With that problem in mind, researchers at Harvard-affiliated Joslin Diabetes Center in Boston have coaxed cells that normally do not produce insulin into doing so. In fact, these cells are thrown away when islet cells are removed from donor bodies.

“We were able to take lead and make gold from it,” said Susan Bonner-Weir, an associate professor of medicine. “This is the first time this has been done and it has exciting promise.”

Islet cells are located in the pancreas, a gland that lies across the back of the abdomen behind the stomach. A network of ducts carries insulin and proteins made for digestion from the pancreas to the small intestine.
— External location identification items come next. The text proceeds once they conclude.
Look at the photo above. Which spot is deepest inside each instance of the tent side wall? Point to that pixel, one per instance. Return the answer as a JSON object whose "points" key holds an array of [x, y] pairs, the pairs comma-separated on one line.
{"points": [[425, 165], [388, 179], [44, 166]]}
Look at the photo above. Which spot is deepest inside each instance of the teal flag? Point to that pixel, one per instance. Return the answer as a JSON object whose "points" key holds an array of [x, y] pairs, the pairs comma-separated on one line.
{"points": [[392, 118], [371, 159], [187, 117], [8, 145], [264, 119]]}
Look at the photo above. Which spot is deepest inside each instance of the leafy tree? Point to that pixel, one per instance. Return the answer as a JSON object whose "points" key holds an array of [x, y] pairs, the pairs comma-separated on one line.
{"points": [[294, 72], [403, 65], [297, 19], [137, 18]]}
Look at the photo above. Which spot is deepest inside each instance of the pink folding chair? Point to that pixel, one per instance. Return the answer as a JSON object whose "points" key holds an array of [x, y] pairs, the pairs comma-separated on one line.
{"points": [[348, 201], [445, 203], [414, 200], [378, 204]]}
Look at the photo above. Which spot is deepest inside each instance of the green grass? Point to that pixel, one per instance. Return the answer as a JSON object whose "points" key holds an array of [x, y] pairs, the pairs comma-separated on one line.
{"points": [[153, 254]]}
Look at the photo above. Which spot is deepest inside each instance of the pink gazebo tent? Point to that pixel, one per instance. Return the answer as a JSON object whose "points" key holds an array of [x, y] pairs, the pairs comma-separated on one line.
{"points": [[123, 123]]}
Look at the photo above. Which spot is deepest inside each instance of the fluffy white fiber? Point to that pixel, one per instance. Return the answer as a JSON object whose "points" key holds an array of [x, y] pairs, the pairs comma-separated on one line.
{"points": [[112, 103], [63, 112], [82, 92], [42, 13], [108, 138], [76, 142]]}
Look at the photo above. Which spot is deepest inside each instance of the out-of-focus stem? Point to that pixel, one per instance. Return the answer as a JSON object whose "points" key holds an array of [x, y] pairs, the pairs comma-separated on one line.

When they first form in the embryo, duct cells can develop into islet cells or cells that secrete digestive juices. But when they mature, these cells lose most of their capacity to secrete insulin and settle down as part of the plumbing.

Bonner-Weir and her colleagues developed an alchemic process that turns back the clock for duct cells, coaxing them into producing islets that secrete useful amounts of insulin. Nurtured in laboratory flasks for three or four weeks, the cells increase their insulin production 10 to 15-fold.

That’s exciting, but it’s still short of solving the problem. Bonner-Weir estimates that her experiments produced only 32,000 islet cells, not nearly enough for a successful transplant. “However, she says, “I’m optimistic that we can modify our technique to get significantly more insulin-producing cells.”

Her optimism comes from work already done with the duct cells of rats and pigs. And she is in contact with several other labs that are working on the same problem.

“I think we can reach this goal in the next couple of years,” Bonner-Weir says.

The Joslin Diabetes Center is confident enough to say that if enough insulin can be produced this way, it might be used for Type 2, or adult-onset, diabetics, patients who outnumber Type 1s more than 15-to-1. Type 2 diabetics have cells that produce insulin, but they either don’t produce enough or the person cannot use that insulin to keep blood sugars under control.

Bonner-Weir is cautious about such use. Transplantees have to take drugs to prevent rejection of the new insulin cells, just as the recipients of heart and liver transplants do. That’s not a bad trade-off for those whose lives are threatened by Type 1 diabetes, and an endless routine of insulin injections and dieting. But diabetics who can control their sugar levels by dieting might not want to trade that off for a lifetime of taking anti-rejection drugs and dealing with possible side effects.Bonner-Weir and her colleagues describe their research in the July 4 issue of the Proceedings of the National Academy of Sciences.